Each time series is different
Unfortunately, when you are confronted with real-world data, you quickly realize that you never face twice the same kind of data, especially when you are dealing with time-series.
This implies that there is no single solution for building accurate models giving precise predictions.
However, there are a few characteristics that can easily be identified and exploited to help you converge faster to the right model.
When people think of time-series, they usually take for granted that these are smooth, continuous data. Let’s face the truth: life is not that simple.
Take for instance data collected on wind turbines. Some turbines do no record data when there is no wind, to save power. Or as this is usually the case with wind turbines, they are located in low populated areas where the connection to the internet isn’t stable.
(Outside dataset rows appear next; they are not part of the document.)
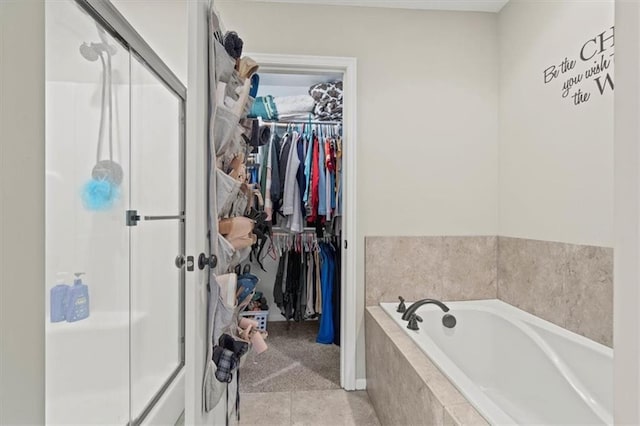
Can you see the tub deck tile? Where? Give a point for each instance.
(463, 414)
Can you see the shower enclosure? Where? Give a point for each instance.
(115, 217)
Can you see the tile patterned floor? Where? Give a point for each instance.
(308, 408)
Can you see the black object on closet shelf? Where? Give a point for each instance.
(233, 44)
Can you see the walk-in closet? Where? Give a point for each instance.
(299, 267)
(279, 188)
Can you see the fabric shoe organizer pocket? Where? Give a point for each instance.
(225, 64)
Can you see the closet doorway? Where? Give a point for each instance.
(287, 74)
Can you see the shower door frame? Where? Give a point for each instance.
(108, 16)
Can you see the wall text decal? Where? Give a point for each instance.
(578, 84)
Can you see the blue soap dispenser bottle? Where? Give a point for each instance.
(78, 300)
(58, 299)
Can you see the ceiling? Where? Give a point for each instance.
(459, 5)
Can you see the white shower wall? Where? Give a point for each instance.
(106, 368)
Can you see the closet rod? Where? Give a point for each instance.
(313, 122)
(279, 230)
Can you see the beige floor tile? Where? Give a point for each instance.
(332, 407)
(266, 409)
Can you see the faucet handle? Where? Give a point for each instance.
(401, 307)
(414, 319)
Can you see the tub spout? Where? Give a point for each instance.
(414, 307)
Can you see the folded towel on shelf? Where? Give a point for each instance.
(328, 98)
(294, 104)
(265, 108)
(271, 108)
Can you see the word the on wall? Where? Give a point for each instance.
(588, 74)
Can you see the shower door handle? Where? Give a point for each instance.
(177, 216)
(182, 260)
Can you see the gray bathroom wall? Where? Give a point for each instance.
(442, 267)
(569, 285)
(22, 125)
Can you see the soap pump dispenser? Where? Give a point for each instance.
(58, 299)
(78, 300)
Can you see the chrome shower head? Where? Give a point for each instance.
(89, 52)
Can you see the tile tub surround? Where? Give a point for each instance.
(404, 386)
(442, 267)
(567, 284)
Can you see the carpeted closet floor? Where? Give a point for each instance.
(293, 362)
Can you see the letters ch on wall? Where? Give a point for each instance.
(588, 74)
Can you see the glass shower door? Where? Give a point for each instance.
(156, 345)
(114, 215)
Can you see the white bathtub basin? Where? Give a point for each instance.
(515, 368)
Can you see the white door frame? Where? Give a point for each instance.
(304, 64)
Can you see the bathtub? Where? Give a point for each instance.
(515, 368)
Connection losses are common, leading to gaps in data.
Dealing with non-continuous data can not be done with the same kind of models than continuous ones. ARIMA, SARIMA, Exponential Smooth might not work. Gradient Boosting methods like CatBoost are good alternatives in these cases.
Time independent data
Another aspect to consider when dealing with time-series is that it is generally required to add exogenous, time-independent data in the model to achieve a high level of precision.
The question is then how to integrate those time-independent data into a time-based model? The short answer is that it’s not always necessary to relies on a time-based model to achieve a good precision level. In these cases, a good preprocessing to extract time-related features and regression algorithms like SVM can give good results.
Another obvious point to account for is the amount of data you are dealing with. You won’t be able to train LSTM neural networks with only a few hundred data points. Neural Networks need much more data.
Additionally, you’ll have to consider the stationarity of your data: i.e. is the average and the deviation of the quantity to predict changing with time? If it’s the case, it might be necessary to preprocess your data, usually using time differentiation to ensure that it is the case.
So, how do I pick the right model?
You can use the simple diagram below. It relies on our experience on the subject and summarizes the selection of the right model depending on the nature of your data:
This is a good starting point to get a decent model. Going further, and reaching higher levels of precision will require a much more complex approach, mixing various models trained on previously built clusters. Or use large neural networks, architectured to automatically identify these clusters, and engineer the best features.
By combining all these steps in a single, global optimization problem, you will no longer have to choose for a model.